Unter dem Motto Schichtwechsel verlassen HNA-Redakteure ihren Schreibtisch für einen Tag und tauschen ihn gegen den Arbeitsalltag in anderen Berufen. Niko Mönkemeyer verbrachte einen Tag mit Stephan Heine, der in seinem Betrieb in Schnedinghausen Wildspezialitäten aus der Region vermarktet.

Hätten Sie gedacht, dass in Auerbachs Keller, der berühmtesten und zweitältesten Gaststätte der Stadt Leipzig, die keinen geringeren als Johann Wolfgang von Goethe zu ihren Stammgästen zählte, Wildspezialitäten aus Schnedinghausen auf den Tisch kommen?
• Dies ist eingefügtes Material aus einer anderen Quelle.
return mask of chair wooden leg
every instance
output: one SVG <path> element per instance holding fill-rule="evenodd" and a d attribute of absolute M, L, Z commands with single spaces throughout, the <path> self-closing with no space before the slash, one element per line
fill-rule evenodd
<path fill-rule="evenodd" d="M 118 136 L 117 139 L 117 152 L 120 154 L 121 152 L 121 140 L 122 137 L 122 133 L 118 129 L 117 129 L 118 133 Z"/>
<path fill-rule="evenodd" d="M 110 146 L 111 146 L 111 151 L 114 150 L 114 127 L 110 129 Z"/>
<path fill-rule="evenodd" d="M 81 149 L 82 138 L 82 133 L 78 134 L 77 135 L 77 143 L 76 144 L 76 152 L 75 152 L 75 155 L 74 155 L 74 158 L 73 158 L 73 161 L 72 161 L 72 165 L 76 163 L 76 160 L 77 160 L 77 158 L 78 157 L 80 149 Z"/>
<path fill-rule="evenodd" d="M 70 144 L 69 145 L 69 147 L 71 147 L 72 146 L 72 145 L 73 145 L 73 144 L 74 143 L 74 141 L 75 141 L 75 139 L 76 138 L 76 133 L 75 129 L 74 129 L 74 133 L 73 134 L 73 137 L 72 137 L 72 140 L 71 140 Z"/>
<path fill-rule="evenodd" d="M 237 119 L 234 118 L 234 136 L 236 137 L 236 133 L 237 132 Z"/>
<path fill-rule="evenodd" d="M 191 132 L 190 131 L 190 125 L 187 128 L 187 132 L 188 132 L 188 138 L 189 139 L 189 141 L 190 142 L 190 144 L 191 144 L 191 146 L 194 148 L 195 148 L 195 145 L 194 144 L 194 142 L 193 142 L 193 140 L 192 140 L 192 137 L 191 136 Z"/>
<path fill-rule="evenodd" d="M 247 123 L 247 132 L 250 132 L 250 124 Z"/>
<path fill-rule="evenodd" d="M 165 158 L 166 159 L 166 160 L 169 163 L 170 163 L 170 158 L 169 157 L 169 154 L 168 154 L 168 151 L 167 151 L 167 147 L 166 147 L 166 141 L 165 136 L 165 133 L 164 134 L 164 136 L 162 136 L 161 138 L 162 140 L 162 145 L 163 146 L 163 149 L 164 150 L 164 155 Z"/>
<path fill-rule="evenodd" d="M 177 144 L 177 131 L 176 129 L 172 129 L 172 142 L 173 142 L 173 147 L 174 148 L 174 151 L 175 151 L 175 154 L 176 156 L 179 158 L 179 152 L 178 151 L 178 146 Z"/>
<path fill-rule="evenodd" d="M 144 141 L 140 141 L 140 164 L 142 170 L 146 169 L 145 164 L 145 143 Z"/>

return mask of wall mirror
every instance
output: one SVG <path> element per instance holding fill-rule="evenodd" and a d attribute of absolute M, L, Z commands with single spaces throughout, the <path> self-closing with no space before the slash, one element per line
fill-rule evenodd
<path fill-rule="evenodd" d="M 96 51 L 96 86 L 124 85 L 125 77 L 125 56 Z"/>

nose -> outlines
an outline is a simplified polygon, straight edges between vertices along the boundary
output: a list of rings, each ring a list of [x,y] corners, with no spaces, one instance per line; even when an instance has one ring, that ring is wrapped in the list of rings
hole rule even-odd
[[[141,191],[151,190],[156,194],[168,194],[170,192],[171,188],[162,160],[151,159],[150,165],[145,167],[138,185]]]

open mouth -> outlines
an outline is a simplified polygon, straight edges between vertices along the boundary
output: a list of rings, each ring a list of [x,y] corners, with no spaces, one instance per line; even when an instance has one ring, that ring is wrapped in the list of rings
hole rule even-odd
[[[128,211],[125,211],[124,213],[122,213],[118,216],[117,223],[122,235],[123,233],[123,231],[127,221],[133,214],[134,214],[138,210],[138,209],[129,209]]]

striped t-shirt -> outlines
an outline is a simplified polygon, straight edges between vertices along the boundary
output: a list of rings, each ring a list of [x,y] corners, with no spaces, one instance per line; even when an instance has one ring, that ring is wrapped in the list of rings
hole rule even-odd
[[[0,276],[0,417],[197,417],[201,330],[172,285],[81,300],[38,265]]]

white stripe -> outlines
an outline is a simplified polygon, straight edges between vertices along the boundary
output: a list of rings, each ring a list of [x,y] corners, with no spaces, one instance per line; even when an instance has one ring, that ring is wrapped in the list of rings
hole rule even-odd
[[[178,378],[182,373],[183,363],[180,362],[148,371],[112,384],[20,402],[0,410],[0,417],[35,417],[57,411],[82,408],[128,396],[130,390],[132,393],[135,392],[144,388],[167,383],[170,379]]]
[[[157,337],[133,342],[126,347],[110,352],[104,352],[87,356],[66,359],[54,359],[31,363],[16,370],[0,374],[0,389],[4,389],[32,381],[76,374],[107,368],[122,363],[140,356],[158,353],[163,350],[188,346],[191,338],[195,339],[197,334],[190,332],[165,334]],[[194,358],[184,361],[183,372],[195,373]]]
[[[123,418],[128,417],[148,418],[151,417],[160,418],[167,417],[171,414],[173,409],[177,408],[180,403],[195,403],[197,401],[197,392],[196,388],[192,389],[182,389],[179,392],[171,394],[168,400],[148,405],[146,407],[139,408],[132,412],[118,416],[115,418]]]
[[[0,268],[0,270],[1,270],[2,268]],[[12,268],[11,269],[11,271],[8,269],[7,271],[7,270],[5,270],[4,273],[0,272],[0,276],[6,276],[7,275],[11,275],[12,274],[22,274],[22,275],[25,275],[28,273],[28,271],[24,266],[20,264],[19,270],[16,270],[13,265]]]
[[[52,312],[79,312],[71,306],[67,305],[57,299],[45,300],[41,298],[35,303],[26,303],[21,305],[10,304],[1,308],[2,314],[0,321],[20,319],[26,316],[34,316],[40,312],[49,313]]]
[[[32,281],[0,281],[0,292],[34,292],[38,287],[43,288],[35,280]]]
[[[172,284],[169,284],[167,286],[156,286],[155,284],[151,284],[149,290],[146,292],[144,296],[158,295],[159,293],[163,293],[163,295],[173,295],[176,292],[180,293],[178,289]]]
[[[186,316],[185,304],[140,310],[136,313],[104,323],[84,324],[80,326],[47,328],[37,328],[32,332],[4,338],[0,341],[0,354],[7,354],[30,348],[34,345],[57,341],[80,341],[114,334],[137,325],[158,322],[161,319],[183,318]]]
Ich auch nicht, aber das sollte nur eine von vielen interessanten Informationen sein, die ich an diesem Vormittag erfahren werde.

Ich treffe mich um 7.30 Uhr mit Stephan Heine vor seinem Betrieb in Schnedinghausen, denn dort startet er wie jeden Dienstag pünktlich um diese Zeit seinen „Linienverkehr“. So nennt er seine wöchentliche Tour zu den Forstämtern der Region, um die dort geschossenen Rehe, Hirsche oder Wildschweine abzuholen. „Montags rufen die Jäger bei mir an und sagen Bescheid, wie viele Tiere ich abholen kann“, sagt Heine. „Heute sind es nur zwei Wildschweine und zwei Rehe … in dieser Jahreszeit ist es immer wenig, die großen Mengen kommen erst im Herbst.“

Geschafft: Jetzt nur noch kräftig ziehen, dann sind Haut und Fell herunter.

Während wir zum Forstamt Goseplack fahren, erzählt er mir, dass er gelernter Koch ist und die Jagd zunächst eigentlich nur sein Hobby war. Zunächst habe er nur auf Nachfrage für Verwandte und Bekannte mal ein Wildschwein oder Reh geliefert, berichtet er. Durch Mund-zu-Mund-Propaganda sei das dann aber immer mehr geworden, sodass er 1992 dafür ein Kleingewerbe angemeldet hat. 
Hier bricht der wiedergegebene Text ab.